山神様にお願い
「うーん、極上ですね!」
分厚いベーコンとレタスとトマトが口の中でとろける。美味しくて、楽しくて、私は笑顔が止まらないって状態だった。隣では、ウマ君が大きな照り焼きチキンで口を一杯にしている。そしてその隣ではツルさんが、パスタサラダのドレッシングの作り方を教えてと龍さんに迫っていた。
ツルさんをからかって龍さんがニヤニヤしている。
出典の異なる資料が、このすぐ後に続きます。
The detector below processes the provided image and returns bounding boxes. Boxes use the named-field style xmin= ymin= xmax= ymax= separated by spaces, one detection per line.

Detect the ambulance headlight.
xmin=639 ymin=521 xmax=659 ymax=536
それをついでに横から突っ込んで、店長が更に、笑顔で会話をかき回していた。
体は海で冷やされてひんやりと冷たく、肌を水の玉が滑っていく。心地よい疲れに支配されて、動くのも億劫なんだけど、それすらも嬉しいと感じるのだ。
やっぱり、いいなあ~!体を動かして遊ぶのは。
食べながら視線は波打ち際へと吸い寄せられる。
そうだ、こんな遊びの時間を、私は長い間忘れていた。
昼が終ると、何故かバラバラになった。
いや、何故かもないんだけど、ね。元々性格も好みもバラバラな獣達だ。
「ダメ、俺もう倒れる~・・・」
そう言って、まず龍さんがゆらりと立ち上がった。
「え?倒れる?」
私がそう聞くと、他のメンバーは慣れているらしく、はいはい、と適当に頷いている。
ツルさんが簡易テーブルに置いてある車の鍵を龍さんに向かって投げた。